Understanding the Legal Status of CBD in the U.K.
CBD that contains less than 0.2% THC is legal in the U.K. It’s important to note that CBD is only deemed to be legal if it has been derived from a strain of industrial hemp that is approved under U.K. law. Currently, the psychotropic element THC is a controlled substance under the Misuse of Drugs Act 1971.
Based on the details of the act, cannabis is classified as a Class B drug. However, since CBD does not fall into the same category as cannabis, the cannabinoid’s legality is somewhat hazy. Confusion surrounding British CBD laws has thrust the cannabinoid into a legal gray area. Consequently, this has resulted in people wrongfully growing their own cannabis/hemp.
Some of the CBD regulations that have been clarified so far in the U.K. include:
- CBD sellers must sell the product as a nutritional supplement or gain licensing as a certified medical distributor.
- CBD producers must obtain a valid license from the U.K. Home Office.
- CBD cosmetics producers and sellers require Cosmetic Product Safety Report.

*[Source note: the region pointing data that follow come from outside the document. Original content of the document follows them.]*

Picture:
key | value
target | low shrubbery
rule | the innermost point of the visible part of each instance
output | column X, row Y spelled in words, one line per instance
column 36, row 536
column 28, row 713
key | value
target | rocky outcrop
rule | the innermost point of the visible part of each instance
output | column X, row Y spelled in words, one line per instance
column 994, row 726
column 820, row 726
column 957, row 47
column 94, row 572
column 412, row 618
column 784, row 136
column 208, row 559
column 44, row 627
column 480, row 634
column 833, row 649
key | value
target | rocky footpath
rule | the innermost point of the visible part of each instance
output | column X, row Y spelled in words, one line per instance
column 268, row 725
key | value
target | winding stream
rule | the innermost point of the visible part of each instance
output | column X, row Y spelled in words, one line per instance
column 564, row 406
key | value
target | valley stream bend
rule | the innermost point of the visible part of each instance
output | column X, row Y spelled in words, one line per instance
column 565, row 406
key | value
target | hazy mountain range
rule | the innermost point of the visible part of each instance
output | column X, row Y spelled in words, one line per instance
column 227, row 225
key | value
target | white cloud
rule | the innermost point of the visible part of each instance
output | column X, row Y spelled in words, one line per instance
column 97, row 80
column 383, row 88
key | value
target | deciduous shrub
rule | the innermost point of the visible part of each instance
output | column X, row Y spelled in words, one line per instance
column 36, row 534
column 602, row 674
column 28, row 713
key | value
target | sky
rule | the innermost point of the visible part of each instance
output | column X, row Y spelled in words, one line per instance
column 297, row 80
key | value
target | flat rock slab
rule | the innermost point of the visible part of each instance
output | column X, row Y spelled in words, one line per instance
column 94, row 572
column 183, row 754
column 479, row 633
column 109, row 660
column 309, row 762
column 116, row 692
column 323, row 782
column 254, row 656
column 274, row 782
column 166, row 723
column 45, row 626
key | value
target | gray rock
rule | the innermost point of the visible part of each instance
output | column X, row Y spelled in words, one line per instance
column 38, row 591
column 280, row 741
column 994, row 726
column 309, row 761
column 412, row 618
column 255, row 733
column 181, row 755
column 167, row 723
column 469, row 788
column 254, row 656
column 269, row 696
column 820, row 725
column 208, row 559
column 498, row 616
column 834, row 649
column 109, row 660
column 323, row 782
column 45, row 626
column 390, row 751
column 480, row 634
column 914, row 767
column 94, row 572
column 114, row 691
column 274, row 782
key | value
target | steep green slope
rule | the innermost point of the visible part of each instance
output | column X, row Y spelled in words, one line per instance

- CBD buds and flowers are illegal even if they contain less than 0.2% THC.
- CBD vape products must be developed in accordance with non-nicotine e liquid regulations.
- CBD products must be labeled in accordance with Food Supplement Regulations 2003.
Since February 2020, a Novel Food Application has been required for the producers and sellers of CBD food and drink products. If an edible or drinkable product contains the cannabinoid, it is considered a novel food, meaning that it necessitates pre-market authorization. Examples of products that fall into this category include oils, sprays, capsules, gummies, sweets, mints, snacks, and any kind of CBD-infused drink.